The affair comes on the heels of a series of leaks earlier this month that have recently cast a shadow over the Shin Bet’s reputation under Bar.
Those leaks involved senior figures in the Shin Bet’s Jewish Department, including a suspended officer known as “A.” In one recording, “A.” dismisses a judge’s authority to review classified materials related to the arrest of a Jewish suspect, using coarse language that has sparked outrage and concern over the agency’s conduct.
A. suspended himself from his post following the publication of an earlier leaked recording in which he appeared to say that he arrested Jews in Judea and Samaria without cause.
In yet another recording, the deputy head of the Jewish Department appeared to threaten into cooperation a police officer who was later arrested for alleged preferential treatment of Jews in Judea and Samaria. Netanyahu called this an attempt to “blackmail” the officer, Avishai Muallem.

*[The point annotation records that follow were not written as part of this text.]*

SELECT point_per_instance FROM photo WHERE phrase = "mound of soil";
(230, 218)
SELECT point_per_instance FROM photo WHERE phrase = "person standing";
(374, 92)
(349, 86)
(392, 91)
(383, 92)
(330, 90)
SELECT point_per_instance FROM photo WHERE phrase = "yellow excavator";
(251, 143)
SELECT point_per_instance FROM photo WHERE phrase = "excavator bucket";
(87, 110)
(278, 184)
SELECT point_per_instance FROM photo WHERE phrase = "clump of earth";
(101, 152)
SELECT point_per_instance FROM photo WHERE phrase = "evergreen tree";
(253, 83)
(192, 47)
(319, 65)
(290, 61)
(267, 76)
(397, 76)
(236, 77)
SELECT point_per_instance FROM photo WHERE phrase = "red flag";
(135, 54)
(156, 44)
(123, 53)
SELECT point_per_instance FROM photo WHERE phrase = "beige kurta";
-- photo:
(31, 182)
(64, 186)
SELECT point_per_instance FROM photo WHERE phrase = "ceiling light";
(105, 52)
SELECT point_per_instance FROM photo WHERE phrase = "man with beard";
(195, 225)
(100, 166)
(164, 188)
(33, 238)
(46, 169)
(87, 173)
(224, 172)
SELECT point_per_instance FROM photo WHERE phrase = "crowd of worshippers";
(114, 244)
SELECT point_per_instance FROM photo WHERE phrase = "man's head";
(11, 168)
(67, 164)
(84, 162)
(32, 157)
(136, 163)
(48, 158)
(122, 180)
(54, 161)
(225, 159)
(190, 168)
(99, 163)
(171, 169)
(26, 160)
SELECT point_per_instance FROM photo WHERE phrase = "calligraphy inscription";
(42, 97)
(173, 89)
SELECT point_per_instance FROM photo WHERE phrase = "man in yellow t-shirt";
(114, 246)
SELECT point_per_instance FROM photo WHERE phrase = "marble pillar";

Attorney General Gali Baharav-Miara has thrown her support behind Bar, insisting that his removal would pose a conflict of interest given ongoing investigations by Shin Bet into claims Qatar had paid some people on Netanyahu’s staff. Netanyahu said the investigation was part of an attempt by Shin Bet and Baharav-Miara to oust him from power.
Netanyahu’s cabinet voted to fire both Bar and Baharav-Miara. She has not yet been dismissed. Bar’s dismissal is pending a ruling by the High Court of Justice, which earlier this month suspended indefinitely the government’s decision to fire him.
The attorney general was derelict in her duties for refusing to offer her services to the government and obstructing its efforts to seek counsel elsewhere, Justice Minister Yariv Levin has said.
Netanyahu said he did not have confidence in Bar following Oct. 7, 2023, and that his lack of confidence has grown since. Bar headed Shin Bet on Oct. 7, 2023. On that day, about 6,000 Hamas and Palestinian terrorists from Gaza invaded Israel, killed 1,200 people and abducted another 251 back into the Gaza Strip.